Data-driven vehicles react differently than humans. This can result in them not fully recognizing critical situations and behaving unpredictably. To make matters worse, there are no standards, and autonomous vehicles from different manufacturers have different designs for their products’ concepts, training, and testing. 

“Accidents will look different than they do now. But currently, we don’t know exactly what they will look like. This lack of knowledge is an obstacle to improving the safety of future mixed traffic situations,” said Professor Alessio Gambi, project leader in the Department of Science and Technology at IMC Krems University of Applied Sciences. He is one of 10 partners in the EU-funded research project Flexcrash, which aims to expand the knowledge base – and develop approaches to solve problems.

Improving crash safety

The main goal of the research project is to develop a new manufacturing technology for vehicle structures. The materials are high-strength green aluminum alloys that meet the European Union’s sustainability goals. Green aluminum is low on carbon and can consist of up to 90% recycled aluminum. As such, it helps reduce CO2 emissions in the manufacturing process. As for the project objective, aluminum combines the benefits of lightweight construction with those of improved crashworthiness. 

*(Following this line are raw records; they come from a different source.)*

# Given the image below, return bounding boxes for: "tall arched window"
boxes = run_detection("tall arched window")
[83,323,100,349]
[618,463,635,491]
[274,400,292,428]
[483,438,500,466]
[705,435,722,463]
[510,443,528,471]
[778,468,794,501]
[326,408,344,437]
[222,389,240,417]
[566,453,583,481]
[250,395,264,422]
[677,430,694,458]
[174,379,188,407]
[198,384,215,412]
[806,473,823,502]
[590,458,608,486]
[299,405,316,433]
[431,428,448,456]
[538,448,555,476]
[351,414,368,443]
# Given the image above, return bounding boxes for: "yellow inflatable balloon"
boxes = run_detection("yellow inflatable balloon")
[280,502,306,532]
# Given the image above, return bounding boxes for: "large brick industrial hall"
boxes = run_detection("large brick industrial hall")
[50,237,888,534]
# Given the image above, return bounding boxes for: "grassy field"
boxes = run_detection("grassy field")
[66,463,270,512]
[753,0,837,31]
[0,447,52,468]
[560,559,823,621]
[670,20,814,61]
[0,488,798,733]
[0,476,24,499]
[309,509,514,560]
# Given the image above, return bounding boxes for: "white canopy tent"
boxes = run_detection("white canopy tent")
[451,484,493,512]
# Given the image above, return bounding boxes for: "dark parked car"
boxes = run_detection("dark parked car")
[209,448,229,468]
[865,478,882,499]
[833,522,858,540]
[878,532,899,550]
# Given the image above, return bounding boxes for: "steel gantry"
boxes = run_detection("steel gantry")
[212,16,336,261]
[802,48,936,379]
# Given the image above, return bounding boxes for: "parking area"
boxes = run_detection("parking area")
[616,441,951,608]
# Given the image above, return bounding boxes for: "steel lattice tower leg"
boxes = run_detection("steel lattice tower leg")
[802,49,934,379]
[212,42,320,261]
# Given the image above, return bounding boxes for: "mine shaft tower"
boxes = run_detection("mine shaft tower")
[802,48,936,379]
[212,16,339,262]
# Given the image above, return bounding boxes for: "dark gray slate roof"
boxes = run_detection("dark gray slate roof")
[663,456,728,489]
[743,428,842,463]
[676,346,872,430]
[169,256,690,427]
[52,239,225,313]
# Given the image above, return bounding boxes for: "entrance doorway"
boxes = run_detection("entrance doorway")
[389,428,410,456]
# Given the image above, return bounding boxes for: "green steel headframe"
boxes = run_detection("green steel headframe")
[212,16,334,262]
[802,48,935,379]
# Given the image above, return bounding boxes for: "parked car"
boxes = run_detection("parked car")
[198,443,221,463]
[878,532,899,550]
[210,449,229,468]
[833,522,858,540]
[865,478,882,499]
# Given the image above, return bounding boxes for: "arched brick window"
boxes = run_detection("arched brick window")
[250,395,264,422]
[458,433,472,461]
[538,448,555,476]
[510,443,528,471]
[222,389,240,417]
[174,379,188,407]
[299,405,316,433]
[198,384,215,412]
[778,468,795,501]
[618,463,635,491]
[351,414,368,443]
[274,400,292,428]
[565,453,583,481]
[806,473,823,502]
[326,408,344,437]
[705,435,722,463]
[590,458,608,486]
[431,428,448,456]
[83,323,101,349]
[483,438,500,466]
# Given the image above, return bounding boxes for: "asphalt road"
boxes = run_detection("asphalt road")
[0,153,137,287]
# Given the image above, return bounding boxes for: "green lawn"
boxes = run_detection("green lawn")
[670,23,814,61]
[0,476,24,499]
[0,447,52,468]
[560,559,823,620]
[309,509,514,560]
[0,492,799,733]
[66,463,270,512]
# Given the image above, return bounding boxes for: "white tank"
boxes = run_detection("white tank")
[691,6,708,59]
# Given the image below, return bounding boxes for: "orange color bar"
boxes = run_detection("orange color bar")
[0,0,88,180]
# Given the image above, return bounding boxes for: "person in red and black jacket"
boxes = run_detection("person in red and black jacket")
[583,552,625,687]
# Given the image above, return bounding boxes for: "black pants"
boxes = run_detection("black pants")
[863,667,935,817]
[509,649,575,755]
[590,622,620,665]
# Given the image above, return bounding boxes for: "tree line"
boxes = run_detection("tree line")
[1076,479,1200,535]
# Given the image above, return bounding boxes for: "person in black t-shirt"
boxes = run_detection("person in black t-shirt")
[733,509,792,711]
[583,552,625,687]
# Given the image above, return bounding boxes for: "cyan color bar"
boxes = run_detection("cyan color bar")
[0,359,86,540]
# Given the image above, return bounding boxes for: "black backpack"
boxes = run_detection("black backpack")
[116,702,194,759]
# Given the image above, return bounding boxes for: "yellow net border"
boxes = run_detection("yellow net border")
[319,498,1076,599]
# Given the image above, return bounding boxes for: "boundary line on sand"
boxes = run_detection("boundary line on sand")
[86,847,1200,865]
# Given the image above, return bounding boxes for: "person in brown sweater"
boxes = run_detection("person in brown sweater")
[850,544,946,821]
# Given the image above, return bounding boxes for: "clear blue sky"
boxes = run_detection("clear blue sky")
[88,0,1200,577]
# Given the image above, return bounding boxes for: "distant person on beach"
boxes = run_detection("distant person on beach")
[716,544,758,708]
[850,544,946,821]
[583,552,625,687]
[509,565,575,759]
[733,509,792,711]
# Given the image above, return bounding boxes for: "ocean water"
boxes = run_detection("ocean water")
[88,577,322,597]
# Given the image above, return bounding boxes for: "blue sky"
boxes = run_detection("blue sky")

The researchers want to create a new generation of crash-resistant structures that perform excellently under various impact angles and unexpected crash conditions. To achieve that, they plan to use hybrid manufacturing technologies and additive processes to apply surface patterns to preformed parts. 

Reducing the risk of injury

70 percent of all vehicle collisions occur in head-on collisions. Therefore, the solutions in the Flexcrash project focus on the front structure. However, the technologies to be developed can be applied to various safety-relevant vehicle parts with a high risk of injury to occupants. The new technology to be developed should contribute significantly to reducing fatalities and injuries in crashes. At the same time, the manufacturing costs of autonomous vehicles should come down.

To achieve this research goal, safety requirements for current and future driving scenarios must first be established. Therefore, advanced crash, toughness, fracture, and fatigue tests must be performed.

Identifying crash scenarios

The task of Professor Gambi and his team from the IMC Krems University of Applied Sciences is to use the currently available crash databases to identify relevant crash scenarios that may also involve autonomous vehicles. This research should lay the foundation for a simulation platform for studying virtual live interactions between humans, advanced driver assistance systems (ADAS), and autonomous vehicles. 

Data on these are hardly available at the moment. This is because the degree of autonomy of vehicles involved in an accident has only been systematically recorded worldwide in one publicly accessible database: the California Department of Motor Vehicles (DMV) autonomous vehicle database. In other databases, information on the degree of autonomy of the vehicles involved in the accident is not mandatory, as there are no regulations.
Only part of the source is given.